On Thursday, January 19th, President Obama made an announcement, that he has signed an executive order to make the visa process in the United States less restrictive. It is aimed at giving a boost to the lagging tourism industry in the United States. He made the announcement while visiting Walt Disney World in Orlando. Florida is highly dependent on tourism dollars to fund its economy. It is also an important state in the upcoming 2012 presidential elections and the announcement was met with favorable response from officials in the Sunshine State.

The president had to take matters into his own hands and issue the executive order because Congress has not been able to come up with a measure that both parties and both houses could agree on. Since 9/11 it has become increasingly difficult for travelers to the US who require a visa to get that visa in a timely manner. The new order will eliminate visas for travelers from Taiwan and it will ease the requirements for residents of China and Brazil both of which have the money necessary to make vacationing in the US an attractive choice.

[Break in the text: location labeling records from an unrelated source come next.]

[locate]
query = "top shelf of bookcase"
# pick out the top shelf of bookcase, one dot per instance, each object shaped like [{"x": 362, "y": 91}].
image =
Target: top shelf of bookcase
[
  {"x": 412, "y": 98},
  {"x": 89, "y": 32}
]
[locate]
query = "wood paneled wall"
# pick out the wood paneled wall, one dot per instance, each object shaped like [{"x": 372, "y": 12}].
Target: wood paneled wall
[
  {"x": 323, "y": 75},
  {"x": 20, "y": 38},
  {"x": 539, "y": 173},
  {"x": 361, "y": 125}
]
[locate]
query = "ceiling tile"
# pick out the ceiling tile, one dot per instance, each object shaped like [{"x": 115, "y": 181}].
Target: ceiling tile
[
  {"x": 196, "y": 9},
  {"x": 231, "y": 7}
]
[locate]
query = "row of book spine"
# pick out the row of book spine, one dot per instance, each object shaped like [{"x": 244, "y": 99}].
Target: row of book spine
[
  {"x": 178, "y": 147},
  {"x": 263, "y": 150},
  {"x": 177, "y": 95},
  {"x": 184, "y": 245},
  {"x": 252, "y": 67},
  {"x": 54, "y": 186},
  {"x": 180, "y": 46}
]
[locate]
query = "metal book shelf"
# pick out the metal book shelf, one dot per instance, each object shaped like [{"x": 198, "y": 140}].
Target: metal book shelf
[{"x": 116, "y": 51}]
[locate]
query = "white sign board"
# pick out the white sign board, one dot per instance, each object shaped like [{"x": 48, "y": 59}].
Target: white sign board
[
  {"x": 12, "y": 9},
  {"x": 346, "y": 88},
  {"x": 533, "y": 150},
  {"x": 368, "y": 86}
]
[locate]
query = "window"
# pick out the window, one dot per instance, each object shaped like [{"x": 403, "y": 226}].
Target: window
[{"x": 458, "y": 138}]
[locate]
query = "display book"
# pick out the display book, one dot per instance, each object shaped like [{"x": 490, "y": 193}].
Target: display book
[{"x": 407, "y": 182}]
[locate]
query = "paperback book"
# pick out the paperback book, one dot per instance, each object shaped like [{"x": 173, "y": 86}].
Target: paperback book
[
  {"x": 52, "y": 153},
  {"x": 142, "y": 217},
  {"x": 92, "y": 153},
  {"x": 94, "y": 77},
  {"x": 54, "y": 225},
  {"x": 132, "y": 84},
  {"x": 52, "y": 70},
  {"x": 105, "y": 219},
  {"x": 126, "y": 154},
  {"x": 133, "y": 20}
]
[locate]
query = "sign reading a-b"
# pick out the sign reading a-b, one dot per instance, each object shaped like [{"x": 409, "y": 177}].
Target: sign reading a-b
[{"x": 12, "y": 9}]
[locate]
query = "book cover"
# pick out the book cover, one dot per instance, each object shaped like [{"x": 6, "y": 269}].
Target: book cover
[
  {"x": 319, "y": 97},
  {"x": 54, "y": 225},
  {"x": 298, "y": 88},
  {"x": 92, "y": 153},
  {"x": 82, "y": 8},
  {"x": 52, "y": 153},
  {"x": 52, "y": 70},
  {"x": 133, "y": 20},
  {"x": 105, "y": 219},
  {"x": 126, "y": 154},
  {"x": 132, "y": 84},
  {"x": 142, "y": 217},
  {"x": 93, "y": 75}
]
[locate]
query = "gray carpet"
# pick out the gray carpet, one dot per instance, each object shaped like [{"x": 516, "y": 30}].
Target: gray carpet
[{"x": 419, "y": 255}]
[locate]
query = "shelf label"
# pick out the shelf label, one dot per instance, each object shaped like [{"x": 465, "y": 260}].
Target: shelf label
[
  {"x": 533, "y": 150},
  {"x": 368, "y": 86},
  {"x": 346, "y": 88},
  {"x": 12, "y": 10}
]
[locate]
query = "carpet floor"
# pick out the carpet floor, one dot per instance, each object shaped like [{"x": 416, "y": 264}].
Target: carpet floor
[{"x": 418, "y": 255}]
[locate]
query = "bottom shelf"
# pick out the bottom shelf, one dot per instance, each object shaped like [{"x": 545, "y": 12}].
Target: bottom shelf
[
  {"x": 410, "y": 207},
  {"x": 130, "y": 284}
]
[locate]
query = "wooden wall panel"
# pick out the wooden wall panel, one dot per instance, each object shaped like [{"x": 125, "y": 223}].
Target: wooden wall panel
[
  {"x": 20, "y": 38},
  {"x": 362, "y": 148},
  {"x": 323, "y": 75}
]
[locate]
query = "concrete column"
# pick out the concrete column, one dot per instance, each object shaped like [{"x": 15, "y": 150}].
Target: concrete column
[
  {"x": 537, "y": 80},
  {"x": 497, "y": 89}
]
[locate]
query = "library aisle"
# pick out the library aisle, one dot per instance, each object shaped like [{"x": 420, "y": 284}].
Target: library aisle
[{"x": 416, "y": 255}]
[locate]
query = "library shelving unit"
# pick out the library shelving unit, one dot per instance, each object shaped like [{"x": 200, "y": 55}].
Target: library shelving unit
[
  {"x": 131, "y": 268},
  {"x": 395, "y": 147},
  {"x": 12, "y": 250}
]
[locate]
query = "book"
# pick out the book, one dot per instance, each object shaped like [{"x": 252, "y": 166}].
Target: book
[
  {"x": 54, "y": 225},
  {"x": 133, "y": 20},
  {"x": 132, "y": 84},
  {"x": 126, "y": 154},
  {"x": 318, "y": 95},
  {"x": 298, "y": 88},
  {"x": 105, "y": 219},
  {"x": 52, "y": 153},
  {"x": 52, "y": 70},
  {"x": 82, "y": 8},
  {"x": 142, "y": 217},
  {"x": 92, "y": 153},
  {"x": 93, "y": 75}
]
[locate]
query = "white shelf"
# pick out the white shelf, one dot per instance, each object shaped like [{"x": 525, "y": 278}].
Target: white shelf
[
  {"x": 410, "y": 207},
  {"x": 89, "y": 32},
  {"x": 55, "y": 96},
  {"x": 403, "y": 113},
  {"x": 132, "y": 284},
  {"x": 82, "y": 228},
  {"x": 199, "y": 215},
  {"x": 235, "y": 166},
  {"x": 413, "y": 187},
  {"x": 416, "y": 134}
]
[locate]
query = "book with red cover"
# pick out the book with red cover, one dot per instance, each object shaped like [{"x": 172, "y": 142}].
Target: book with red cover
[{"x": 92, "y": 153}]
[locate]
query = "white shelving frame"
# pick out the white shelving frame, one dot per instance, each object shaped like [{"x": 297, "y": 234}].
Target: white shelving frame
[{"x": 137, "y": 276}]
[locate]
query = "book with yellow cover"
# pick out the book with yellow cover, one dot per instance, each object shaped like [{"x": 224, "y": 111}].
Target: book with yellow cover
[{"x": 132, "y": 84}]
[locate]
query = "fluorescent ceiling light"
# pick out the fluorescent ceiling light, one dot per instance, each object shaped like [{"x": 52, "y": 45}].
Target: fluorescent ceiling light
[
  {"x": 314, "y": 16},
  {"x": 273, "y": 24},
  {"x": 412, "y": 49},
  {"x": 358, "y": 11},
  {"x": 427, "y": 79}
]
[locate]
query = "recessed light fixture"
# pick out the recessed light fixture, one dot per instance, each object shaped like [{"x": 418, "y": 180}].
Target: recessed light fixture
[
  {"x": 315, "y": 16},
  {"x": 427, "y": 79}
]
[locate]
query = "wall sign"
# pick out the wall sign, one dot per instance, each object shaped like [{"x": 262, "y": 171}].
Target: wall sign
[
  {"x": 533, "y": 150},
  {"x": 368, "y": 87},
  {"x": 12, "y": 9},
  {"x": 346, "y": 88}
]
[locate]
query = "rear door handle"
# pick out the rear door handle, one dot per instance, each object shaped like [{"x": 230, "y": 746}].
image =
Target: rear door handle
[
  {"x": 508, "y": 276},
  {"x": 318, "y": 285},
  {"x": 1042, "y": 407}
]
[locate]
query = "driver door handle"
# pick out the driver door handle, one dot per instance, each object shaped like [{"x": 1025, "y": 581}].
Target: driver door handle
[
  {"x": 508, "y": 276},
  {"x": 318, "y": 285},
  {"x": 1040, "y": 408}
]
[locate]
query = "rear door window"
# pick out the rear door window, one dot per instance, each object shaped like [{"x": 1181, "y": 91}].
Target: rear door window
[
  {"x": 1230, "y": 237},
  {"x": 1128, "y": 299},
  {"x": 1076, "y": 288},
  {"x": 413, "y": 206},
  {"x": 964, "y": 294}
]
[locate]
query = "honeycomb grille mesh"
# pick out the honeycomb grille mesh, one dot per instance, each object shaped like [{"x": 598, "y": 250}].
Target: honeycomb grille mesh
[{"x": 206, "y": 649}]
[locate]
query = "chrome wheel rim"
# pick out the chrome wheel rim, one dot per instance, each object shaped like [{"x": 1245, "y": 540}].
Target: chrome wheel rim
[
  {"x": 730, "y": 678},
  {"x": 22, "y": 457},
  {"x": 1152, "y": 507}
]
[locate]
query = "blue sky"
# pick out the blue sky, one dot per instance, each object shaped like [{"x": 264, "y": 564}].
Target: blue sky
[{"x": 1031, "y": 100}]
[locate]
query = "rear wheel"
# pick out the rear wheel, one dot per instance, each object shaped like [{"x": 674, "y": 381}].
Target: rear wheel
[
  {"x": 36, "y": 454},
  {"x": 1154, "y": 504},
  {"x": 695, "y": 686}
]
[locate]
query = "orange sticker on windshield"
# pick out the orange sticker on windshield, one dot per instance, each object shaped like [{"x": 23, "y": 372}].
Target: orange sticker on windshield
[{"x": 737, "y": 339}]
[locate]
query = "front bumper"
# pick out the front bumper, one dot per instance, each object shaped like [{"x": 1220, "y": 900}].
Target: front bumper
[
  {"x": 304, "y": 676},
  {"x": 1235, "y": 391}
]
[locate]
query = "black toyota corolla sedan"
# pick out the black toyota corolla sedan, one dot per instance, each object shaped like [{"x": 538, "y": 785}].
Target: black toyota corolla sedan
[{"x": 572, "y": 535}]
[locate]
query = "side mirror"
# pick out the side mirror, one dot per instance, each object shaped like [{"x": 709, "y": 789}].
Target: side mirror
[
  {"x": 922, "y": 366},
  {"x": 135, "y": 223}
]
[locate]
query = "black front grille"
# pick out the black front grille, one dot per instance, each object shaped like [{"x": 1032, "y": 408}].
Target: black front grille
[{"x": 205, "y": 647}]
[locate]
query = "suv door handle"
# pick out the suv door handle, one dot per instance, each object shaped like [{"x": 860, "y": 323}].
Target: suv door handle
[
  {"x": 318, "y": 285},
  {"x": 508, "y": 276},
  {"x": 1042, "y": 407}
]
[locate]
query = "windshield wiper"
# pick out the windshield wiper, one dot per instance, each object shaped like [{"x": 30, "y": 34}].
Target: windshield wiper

The U.S. Travel Association has been pushing hard for visa reform and they posted a positive comment on their website after the announcement of the executive order was released. The group’s president Roger Dow stated “The steps the president took today are significant and will boost travel to and within the United States. Most importantly, they will lead to new American jobs and get our economy moving. His timing could not be better. Travel is an essential industry for our nation and a bipartisan issue that can unite our country and rally us forward.”

The reform of the visa process should begin to bring positive results to the travel industry within a few months. Easing the visa process will allow more visitors to visit the United States just in time for the summer tourism season. With tourists being able to travel to the United States with fewer restrictions, the hotel industry will soon feel the effects in a positive way. More tourists means more hotel rooms needed which also means more staff to provide services for these guests. The same is true for the airline industry as well as travel agents and tour operators.

In September 2011, the number of employees in the travel industry fell by 10,000, which is a dramatic drop after a year that actually showed growth. Hopefully, getting more tourists in from Taiwan, China and Brazil will mean that not only will these employees be able to be rehired but additional jobs may also be created. According to U.S. Travel Association the changes in the United States visa process could lead to “1.3 million jobs by the year 2010 and $859 billion in cumulative additional economic output.” They also state that “The U.S. travel industry is a cornerstone of the U.S. economy, representing 1.8 trillion in economic output and supporting 14 million American jobs.”

It seems at the moment that this is a win-win proposition and it is about time that someone in Washington took a positive step to help the travel industry to survive the tough economic times.